En la medida en que la pena impuesta excede de un año, decae la posibilidad de sustitución conforme el art. 88 CP vigente en la fecha de los hechos.

Conforme todo lo anterior, procede la estimación parcial del recurso en los términos en que ha sido interpuesto, implicando una modificación únicamente del pronunciamiento condenatorio penal respecto del Sr. Pelayo (punto i.), y manteniendo el resto de pronunciamientos contenidos en la parte dispositiva.

CUARTO.- En cuanto a las costas de ésta alzada, conforme al artículo 123 del Código Penal y sus concordantes de la Ley de Enjuiciamiento Criminal, se declaran de oficio las costas procesales.

VISTOS los artículos citados y demás de general y pertinente aplicación, y en virtud de las atribuciones que nos confiere la Constitución Española

Fallo

ESTIMAMOS PARCIALMENTE el recurso de apelación interpuesto por la representación de D. Pelayo contra la Sentencia dictada por el Juzgado de lo Penal núm. 2 de Mataró de 30 de diciembre de 2022 en el Procedimiento Abreviado núm. 232-2019 y REVOCAMOS parcialmente la misma, en el sentido expuesto respecto de los hechos probados, y modificando parcialmente la parte dispositiva de la forma siguiente ( manteniendo el resto de pronunciamientos no modificados):

"CONDENAMOS a Pelayo como autor criminalmente responsable de un delito de estafa artículo 248.1 en relación con el art. 249 del Código Penal con la concurrencia de la atenuante analógica de dilaciones indebidas del art. 21.7 en relación con el 21.6 Cp , a la pena de prisión de 16 meses y 15 días, con la pena accesoria de inhabilitación especial para el ejercicio del derecho de sufragio pasivo durante el tiempo de la condena, "

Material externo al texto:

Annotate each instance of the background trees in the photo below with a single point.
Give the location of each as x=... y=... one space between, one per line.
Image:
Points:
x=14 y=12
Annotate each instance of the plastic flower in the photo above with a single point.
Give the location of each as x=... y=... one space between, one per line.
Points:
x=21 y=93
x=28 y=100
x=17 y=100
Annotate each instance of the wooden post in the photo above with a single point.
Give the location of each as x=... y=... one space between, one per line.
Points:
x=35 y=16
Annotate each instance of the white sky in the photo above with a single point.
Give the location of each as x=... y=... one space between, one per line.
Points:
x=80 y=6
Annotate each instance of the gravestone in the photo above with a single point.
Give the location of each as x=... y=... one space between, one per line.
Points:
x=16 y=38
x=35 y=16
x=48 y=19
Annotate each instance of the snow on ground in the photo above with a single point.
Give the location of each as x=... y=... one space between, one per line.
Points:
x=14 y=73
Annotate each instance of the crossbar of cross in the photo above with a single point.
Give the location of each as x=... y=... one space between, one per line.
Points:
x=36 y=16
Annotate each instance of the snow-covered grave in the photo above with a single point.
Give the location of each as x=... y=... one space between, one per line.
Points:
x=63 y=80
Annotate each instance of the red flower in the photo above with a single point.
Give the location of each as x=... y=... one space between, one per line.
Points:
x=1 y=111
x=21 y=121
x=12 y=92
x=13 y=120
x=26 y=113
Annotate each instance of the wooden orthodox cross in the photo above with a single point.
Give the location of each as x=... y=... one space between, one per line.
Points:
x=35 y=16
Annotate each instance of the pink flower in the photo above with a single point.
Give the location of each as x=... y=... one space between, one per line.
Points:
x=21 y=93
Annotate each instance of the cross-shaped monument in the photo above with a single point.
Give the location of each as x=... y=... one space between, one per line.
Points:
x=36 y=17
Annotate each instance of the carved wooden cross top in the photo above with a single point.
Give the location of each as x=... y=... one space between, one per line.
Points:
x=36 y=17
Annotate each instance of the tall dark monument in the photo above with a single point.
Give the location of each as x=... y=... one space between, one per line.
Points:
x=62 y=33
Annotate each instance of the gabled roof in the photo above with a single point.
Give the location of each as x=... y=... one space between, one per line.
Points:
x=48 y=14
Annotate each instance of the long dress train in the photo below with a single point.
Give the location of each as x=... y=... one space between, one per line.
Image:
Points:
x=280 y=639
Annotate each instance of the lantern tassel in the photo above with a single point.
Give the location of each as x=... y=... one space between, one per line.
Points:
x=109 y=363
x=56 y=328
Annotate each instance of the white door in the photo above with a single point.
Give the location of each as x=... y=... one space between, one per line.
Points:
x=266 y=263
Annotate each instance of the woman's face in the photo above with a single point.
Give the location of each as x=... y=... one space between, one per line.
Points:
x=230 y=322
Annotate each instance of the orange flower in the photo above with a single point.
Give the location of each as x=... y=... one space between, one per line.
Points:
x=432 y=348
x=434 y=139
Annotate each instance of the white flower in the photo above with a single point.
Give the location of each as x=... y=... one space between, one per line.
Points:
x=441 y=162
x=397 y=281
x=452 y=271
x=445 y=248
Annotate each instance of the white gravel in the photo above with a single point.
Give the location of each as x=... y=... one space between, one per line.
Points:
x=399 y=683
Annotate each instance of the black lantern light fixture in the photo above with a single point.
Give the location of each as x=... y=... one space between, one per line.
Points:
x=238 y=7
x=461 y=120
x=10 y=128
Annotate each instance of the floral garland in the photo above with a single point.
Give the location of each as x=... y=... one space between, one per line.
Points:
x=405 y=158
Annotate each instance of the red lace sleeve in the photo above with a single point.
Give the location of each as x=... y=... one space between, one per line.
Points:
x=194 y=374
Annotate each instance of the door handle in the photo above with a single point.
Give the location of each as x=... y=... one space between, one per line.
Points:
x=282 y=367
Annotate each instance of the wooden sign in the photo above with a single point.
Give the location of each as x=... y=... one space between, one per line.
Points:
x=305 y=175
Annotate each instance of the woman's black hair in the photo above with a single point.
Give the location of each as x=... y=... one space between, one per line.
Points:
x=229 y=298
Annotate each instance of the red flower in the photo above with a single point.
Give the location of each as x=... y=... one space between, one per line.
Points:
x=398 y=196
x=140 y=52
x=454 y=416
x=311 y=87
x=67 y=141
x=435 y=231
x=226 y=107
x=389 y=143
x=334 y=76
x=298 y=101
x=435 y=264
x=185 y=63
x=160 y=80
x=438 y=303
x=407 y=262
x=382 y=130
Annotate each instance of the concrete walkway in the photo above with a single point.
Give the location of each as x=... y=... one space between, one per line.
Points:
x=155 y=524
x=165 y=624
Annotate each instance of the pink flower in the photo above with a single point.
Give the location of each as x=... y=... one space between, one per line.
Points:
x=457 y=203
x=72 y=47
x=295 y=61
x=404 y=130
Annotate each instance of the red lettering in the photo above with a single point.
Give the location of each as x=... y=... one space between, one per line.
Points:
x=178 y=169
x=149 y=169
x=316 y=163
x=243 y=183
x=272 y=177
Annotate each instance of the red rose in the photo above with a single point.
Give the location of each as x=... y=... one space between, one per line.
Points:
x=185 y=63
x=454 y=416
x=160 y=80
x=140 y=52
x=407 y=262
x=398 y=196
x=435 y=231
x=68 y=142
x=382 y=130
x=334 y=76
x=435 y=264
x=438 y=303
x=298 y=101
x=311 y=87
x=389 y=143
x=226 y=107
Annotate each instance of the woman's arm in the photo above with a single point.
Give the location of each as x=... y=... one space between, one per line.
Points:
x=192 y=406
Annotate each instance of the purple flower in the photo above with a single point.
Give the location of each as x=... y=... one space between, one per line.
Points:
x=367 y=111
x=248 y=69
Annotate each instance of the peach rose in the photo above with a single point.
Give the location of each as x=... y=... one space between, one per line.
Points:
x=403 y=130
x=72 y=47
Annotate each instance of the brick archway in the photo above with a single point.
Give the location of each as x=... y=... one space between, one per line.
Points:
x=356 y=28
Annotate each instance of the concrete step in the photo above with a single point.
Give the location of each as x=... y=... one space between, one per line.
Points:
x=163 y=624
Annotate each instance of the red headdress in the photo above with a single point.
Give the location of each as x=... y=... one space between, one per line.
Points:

Se declaran de oficio las costas procesales de la presente instancia.

Notifíquese a las partes la presente sentencia, haciéndoles saber que contra la misma cabe interponer recurso de casación exclusivamente por infracción de precepto penal de carácter sustantivo o de otra norma jurídica del mismo carácter, que debe ser observada en la aplicación de la ley penal ( artículos 847.1-b y 849-1º de la Ley de Enjuiciamiento Criminal).

Así lo acordamos y firmamos las Sras. Magistradas y el Sr. Magistrado de la Sala.

PUBLICACIÓN .- En este día, y una vez firmada por el magistrado ponente que la ha dictado, se da a la anterior sentencia la publicidad ordenada por la Constitución y las Leyes; doy fe.